Six days may work be done; but in the seventh is the sabbath of rest, holy to the LORD: whosoever doeth any work in the sabbath day, he shall surely be put to death.
Wherefore the children of Israel shall keep the sabbath, to observe the sabbath throughout their generations, for a perpetual covenant.
Six days shall work be done, but on the seventh day there shall be to you an holy day, a sabbath of rest to the LORD: whosoever doeth work therein shall be put to death.
"You shall not kindle a fire in any of your dwellings on the sabbath day."
'For six days work may be done, but on the seventh day there is a sabbath of complete rest, a holy convocation.
You shall not do any work; it is a sabbath to the LORD in all your dwellings.
- God takes the Sabbath seriously
- The Sabbath flies in the face of worldly thinking
Application
While there is much more in the Old Testament regarding the Sabbath (appears 78 times in 61 verses), we have covered the main thoughts found as it relates to the nation of Israel.
We saw the establishment of the Sabbath at creation and noted some of the conclusions for us today.
Now we have examined the Sabbath as the nation of Israel was instructed to keep it.
We learned that it was vital for Israel to guard the Sabbath, to continue to set it apart from every other day of the week.
They were to engage in worship and in rest.
How can we apply this today?
1.
Our lives should reflect the holiness of the day.

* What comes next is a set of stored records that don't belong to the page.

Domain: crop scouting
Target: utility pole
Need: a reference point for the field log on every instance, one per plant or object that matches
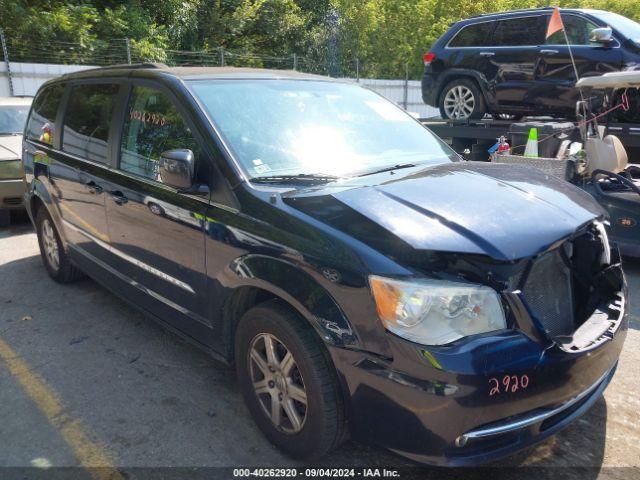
(406, 85)
(128, 44)
(5, 52)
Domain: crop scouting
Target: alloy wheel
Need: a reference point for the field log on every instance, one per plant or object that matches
(459, 102)
(278, 383)
(50, 244)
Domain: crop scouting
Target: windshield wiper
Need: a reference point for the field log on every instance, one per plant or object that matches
(388, 169)
(305, 178)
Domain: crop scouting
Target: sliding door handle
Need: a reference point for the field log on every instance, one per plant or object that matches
(118, 197)
(93, 187)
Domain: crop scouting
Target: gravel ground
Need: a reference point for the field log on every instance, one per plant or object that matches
(146, 398)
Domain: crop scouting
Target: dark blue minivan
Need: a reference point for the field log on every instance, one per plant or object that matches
(502, 63)
(364, 281)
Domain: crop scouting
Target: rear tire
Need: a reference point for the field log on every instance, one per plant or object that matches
(54, 257)
(461, 99)
(298, 380)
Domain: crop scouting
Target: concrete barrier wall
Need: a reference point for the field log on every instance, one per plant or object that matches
(27, 78)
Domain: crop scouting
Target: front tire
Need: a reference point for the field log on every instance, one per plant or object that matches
(54, 257)
(289, 382)
(461, 99)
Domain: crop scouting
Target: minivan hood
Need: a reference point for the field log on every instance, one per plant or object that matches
(504, 211)
(10, 147)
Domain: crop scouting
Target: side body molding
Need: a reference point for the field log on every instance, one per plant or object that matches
(299, 289)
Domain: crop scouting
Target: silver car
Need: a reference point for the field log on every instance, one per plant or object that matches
(13, 116)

Just was our Creator God made everything in six days and then rested, we mirror our Creator.
The inclusion of this command in the Decalogue is not a mistake.
God intended for His children, both before the nation of Israel was established, while the nation was in existence, and after the revealing of the Church.
It is a day dedicated wholly to God.
It reflects the character of our holy God.